Ganz anders Moreno Veloso, der wohl eingeladen wurde, damit wenigstens ein paar elektronische Beats das Festival beschallten. Es sollte am Ende bloß nicht heißen, die Musik habe sich abgekoppelt von den Innovationen der Jugend. So schmalzte sich Veloso durchaus schmeichelnd durch seinen Bossa Nova, während Drummer Domenico Lancelotti Rhythmen aus der Clubszene live in den Drumcomputer eintippte. Schade nur, dass seine fortlaufende Bassdrum längst nicht mehr auf der Höhe der Zeit ist. Das hätten andere überzeugender gekonnt, Jazzanova aus Berlin zum Beispiel.

Das überragende Thema, die freie Improvisation, schleifte fast zwangsläufig die Schlagzeuger ins Rampenlicht. Diszipliniert hielten sich die ergrauten Avantgardisten an ihr oberstes Gebot: Du sollst Schlagzeug spielen, wie es sich nicht gehört. Milford Graves setzte im tranceartigen Dialog mit dem deutschen Free Jazz-Saxofonisten Peter Brötzmann seinen Ellenbogen als Dämpfer ein, Paul Lovens warf ein Becken auf die Snare, Paul Lytton überhäufte die Trommeln mit Eisenketten, Han Bennink verwendete seinen Stuhl als Stock, bedeckte die Drums mit einem Handtuch, in dem sich prompt die Sticks verfingen. Im Gestus allerdings unterschieden sie sich gewaltig.

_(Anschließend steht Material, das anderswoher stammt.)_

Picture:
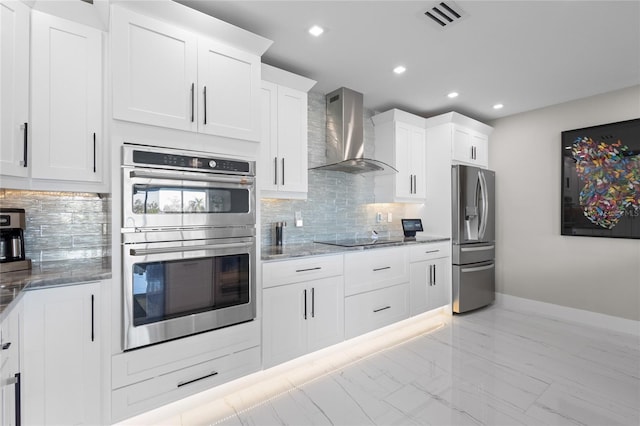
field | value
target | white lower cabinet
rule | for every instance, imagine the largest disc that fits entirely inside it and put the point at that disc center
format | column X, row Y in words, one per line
column 368, row 311
column 304, row 312
column 10, row 367
column 430, row 276
column 61, row 356
column 147, row 378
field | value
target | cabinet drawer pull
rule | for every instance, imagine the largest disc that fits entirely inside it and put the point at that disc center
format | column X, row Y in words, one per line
column 188, row 382
column 192, row 101
column 94, row 152
column 304, row 294
column 26, row 141
column 317, row 268
column 275, row 170
column 205, row 104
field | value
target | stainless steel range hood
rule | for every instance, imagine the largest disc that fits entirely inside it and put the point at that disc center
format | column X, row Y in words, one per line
column 345, row 136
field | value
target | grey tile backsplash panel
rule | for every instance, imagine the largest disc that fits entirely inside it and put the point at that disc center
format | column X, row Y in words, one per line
column 338, row 204
column 63, row 225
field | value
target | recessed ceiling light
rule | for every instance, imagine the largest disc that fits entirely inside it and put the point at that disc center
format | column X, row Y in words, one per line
column 316, row 30
column 399, row 69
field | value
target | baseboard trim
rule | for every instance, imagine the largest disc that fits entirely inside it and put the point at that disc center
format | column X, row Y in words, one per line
column 595, row 319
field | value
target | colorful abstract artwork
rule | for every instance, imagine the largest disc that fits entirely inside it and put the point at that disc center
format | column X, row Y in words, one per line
column 601, row 180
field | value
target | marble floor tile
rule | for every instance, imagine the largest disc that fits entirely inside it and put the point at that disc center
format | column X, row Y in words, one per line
column 489, row 367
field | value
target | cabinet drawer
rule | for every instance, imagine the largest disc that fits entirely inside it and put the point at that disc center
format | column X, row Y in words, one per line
column 300, row 270
column 142, row 364
column 376, row 268
column 160, row 390
column 428, row 251
column 369, row 311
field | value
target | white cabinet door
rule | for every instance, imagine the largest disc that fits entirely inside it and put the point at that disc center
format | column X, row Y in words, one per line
column 66, row 99
column 430, row 287
column 154, row 68
column 469, row 147
column 10, row 367
column 284, row 142
column 14, row 88
column 284, row 325
column 326, row 318
column 61, row 356
column 268, row 168
column 229, row 86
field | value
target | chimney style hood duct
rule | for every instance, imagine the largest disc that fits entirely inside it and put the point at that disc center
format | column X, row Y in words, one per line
column 345, row 136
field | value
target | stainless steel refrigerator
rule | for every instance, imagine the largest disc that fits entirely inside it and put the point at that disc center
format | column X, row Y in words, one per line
column 473, row 237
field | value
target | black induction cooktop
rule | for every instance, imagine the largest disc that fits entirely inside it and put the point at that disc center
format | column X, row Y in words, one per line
column 361, row 242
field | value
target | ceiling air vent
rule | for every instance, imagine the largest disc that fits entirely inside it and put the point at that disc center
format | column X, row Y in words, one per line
column 445, row 13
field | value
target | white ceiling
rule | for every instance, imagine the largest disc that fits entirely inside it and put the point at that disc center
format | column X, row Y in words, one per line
column 524, row 54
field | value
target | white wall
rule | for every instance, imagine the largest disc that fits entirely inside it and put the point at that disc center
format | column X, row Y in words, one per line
column 533, row 260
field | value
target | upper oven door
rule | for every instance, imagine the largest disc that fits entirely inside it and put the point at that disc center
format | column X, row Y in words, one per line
column 171, row 198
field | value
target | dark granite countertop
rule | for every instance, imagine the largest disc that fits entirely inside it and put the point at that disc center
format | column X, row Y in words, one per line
column 288, row 251
column 51, row 274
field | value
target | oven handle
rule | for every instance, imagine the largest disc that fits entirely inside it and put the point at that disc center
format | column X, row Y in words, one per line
column 244, row 180
column 144, row 252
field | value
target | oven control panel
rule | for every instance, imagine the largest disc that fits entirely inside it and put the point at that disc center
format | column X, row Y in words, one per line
column 190, row 162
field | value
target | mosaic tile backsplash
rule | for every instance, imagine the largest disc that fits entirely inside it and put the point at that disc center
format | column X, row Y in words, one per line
column 338, row 205
column 63, row 225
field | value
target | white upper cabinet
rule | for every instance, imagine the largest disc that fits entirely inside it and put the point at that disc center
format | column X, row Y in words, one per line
column 14, row 88
column 170, row 77
column 469, row 147
column 457, row 139
column 154, row 68
column 401, row 143
column 66, row 100
column 229, row 82
column 283, row 150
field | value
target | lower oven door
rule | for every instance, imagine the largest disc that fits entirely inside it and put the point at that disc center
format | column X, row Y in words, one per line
column 175, row 289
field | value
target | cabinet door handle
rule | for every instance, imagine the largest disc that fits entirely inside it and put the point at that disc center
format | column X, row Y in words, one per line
column 205, row 104
column 188, row 382
column 94, row 152
column 92, row 318
column 313, row 302
column 304, row 294
column 193, row 101
column 18, row 403
column 275, row 170
column 26, row 141
column 317, row 268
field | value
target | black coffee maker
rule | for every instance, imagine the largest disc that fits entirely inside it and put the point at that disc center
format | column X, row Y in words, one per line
column 12, row 225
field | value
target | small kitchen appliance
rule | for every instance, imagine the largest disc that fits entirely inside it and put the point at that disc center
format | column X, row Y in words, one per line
column 410, row 227
column 12, row 225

Genau deswegen weiß man heute nie so recht, ob man beim Free Jazz die Stirn runzeln oder überrascht die Augen aufreißen soll. Verbissen, ganz ohne Selbstdistanz, bewachte Paul Lovens‘ „Nu Ensemble“ – ein gänzlich unpassender Name – die Grenzen, die es schon vor dreißig Jahren zu überschreiten galt. Als der fiepende Schlussakkord aus dem analogen Synthesizer die Trommelfelle zu durchbohren drohte, verließen die Klügeren den Saal.

Han Benninks Spektakel beim Auftritt des Tobis Delius Quartetts zielte in die entgegengesetzte Richtung: Alles nicht so ernst nehmen. Auch er, einst eine der Antriebskräfte in der holländischen Free Jazz-Szene, schoss über das Ziel hinaus. Als er auf allen Vieren über die Bühne kroch und auf den Boden trommelte, konnte man nur an Topfschlagen beim Kindergeburtstag denken.

Immerhin hinterließ Bennink einen solch markanten Eindruck, dass Roy Haynes direkt im Anschluss eine halbe Stunde brauchte, um klarzustellen, wer der Königstrommler des Jazzfest war. Eine halbe Stunde, in der der 77-Jährige nicht zuletzt die afroamerikanische Bebop-Tradition gegen die europäischen Modernisten zu verteidigen hatte. Wie vorhersehbar das anfangs alles wirkte! Und wie geläutert man sich plötzlich fühlte, als sich Haynes mit dem überragenden 30-jährigen Bassisten Christian McBride verbrüdert hatte.

McBrides voller Ton, sein Swing, der sich einklinkte in Haynes’ elliptische Akzente, in seine vorausahnenden Kicks: Das war Perfektion. Was für eine Ironie, dass es gerade Bebopper waren, die auf diesem Festival unerreicht klug miteinander kommunizierten. Das half selbst über den Ausfall der anderen beiden Stars der Gruppe, den Altsaxofonisten Kenny Garrett und den Trompeter Nicholas Payton, hinweg.

In den nächsten Jahren wird Peter Schulze das Programm zusammenstellen. Der langjährige leitende Redakteur von Radio Bremen soll die Festivalleitung „etwas verstetigen“, wie der Intendant der Berliner Festspiele, Joachim Sartorius, bekannt gab. Mit Japan wird es aber auch im nächsten Jahr einen Regionalschwerpunkt geben.